Il faut donc proposer une autre solution et affirmer que l’antécédent en question est nécessaire purement et simplement et que le conséquent est nécessaire absolument selon la manière dont il découle de l’antécédent. Il en va, en effet, autrement de ce qui est attribué à la chose en raison d’elle-même et de ce qui lui est attribué en tant qu’elle est connue. En effet, ce qui est attribué à la chose en raison d’elle-même lui appartient selon son mode propre tandis que ce qui lui est attribué ou découle d’elle en tant qu’elle est connue dépend du mode du connaissant. Si donc, dans l’antécédent, est signifié quelque chose qui relève de la connaissance, il faut comprendre le conséquent en fonction du mode du connaissant et non en fonction du mode de la chose connue. Si, par exemple, je dis "Si j’intellige une chose, celle-ci est immatérielle", il n’est pas nécessaire que ce qui est intelligé soit immatériel sinon en tant qu’il est intelligé. Pareillement, lorsque je dis "Si Dieu sait quelque chose, cela sera", le conséquent doit s’entendre non en fonction de la disposition de la chose en elle-même mais en fonction du mode du connaissant.
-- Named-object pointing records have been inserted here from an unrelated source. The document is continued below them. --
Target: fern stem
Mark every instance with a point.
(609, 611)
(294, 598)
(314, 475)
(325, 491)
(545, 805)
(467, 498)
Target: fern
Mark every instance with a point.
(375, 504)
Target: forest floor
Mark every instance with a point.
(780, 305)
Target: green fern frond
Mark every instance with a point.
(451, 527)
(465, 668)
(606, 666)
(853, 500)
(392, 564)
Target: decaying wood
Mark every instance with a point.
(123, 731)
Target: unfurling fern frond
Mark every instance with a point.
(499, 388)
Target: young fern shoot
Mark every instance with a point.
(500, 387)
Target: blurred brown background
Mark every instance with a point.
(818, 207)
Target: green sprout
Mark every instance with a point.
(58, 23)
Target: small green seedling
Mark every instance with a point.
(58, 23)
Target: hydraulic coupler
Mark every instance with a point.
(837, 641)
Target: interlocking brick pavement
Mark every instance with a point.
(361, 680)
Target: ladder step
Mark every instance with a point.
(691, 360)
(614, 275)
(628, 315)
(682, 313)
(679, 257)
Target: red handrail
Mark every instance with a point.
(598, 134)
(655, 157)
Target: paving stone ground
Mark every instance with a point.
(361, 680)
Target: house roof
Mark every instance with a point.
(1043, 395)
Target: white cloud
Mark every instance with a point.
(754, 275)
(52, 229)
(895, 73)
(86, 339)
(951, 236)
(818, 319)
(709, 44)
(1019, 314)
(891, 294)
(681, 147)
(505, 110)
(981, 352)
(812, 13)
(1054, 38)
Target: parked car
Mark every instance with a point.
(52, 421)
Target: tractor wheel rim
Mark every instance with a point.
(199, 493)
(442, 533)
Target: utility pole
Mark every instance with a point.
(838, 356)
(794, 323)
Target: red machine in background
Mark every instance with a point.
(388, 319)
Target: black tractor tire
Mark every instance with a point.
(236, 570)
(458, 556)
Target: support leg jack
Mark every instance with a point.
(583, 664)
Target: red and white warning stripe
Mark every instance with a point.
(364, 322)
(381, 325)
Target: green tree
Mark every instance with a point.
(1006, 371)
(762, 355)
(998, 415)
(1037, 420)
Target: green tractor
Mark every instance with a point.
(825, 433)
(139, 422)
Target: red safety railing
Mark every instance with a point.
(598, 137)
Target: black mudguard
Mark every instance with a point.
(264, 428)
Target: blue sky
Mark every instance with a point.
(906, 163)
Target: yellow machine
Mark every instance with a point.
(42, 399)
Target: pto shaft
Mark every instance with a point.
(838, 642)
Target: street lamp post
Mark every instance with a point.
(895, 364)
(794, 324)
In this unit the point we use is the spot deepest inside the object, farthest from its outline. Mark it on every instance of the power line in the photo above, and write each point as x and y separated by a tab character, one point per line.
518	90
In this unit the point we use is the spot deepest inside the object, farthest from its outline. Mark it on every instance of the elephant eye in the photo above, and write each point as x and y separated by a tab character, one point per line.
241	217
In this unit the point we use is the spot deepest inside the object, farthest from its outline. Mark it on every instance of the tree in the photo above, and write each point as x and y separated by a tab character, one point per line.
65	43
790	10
Or, bien que la chose en elle-même soit encore à venir, elle est cependant présente selon le mode du connaissant. Voilà pourquoi il vaudrait mieux dire " Si Dieu connaît quelque chose, cela est que "cela sera." Il faut donc porter le même jugement sur la proposition "Si Dieu sait quelque chose, cela sera" et sur la proposition "Si je vois Socrate courir, Socrate court" l’un et l’autre sont nécessaires quand ils sont.
8° Certes, tant qu’il est futur, le contingent n’a pas d’être, mais, à partir du moment où il est présent, il possède être et vérité et c’est ainsi qu’il est objet de la Vision divine. Cependant, Dieu connaît aussi le rapport d’une chose à une autre et connaît par là qu’une chose est future par rapport à une autre. Par conséquent, il n’y a pas d’inconvénient à admettre que Dieu sait qu’une chose est future, alors qu’en fait elle ne sera pas Il sait, en effet, que certaines causes sont inclinées à produire un certain effet qui, en fait, ne sera pas produit. Nous ne parlons pas maintenant de la connaissance du futur en tant qu’il est vu par Dieu dans ses causes mais en tant qu’il est connu en lui-même. Dans ce cas, en effet, il est connu comme présent.
9° En tant qu’il est su de Dieu, un futur contingent est présent et donc déterminé l’un des membres de l’alternative, même si, tant qu’il est encore futur, il est ouvert aux deux membres de l’alternative.
10° Dieu ne connaît rien en dehors de lui si l’expression "en dehors" se rapporte ce par quoi il connaît, mais, si elle se rapporte ce qui est connu, alors Dieu connaît quelque chose en dehors de lui. On en a parlé plus haut.
11° Il y a deux médiums de la connaissance. L’un est le moyen terme de la démonstration et celui-ci doit être proportionné la conclusion, de sorte qu’une fois posé, la conclusion le soit aussi Dieu n’est pas par rapport aux choses contingentes un médium de connaissance de ce type. L’autre médium de connaissance est celui qui est la similitude de la chose connue et l’essence divine est un médium de ce type. Cependant, il n’est pas adéquat quoi que ce soit, bien qu’il soit propre aux singuliers comme on l’a dit plus haut.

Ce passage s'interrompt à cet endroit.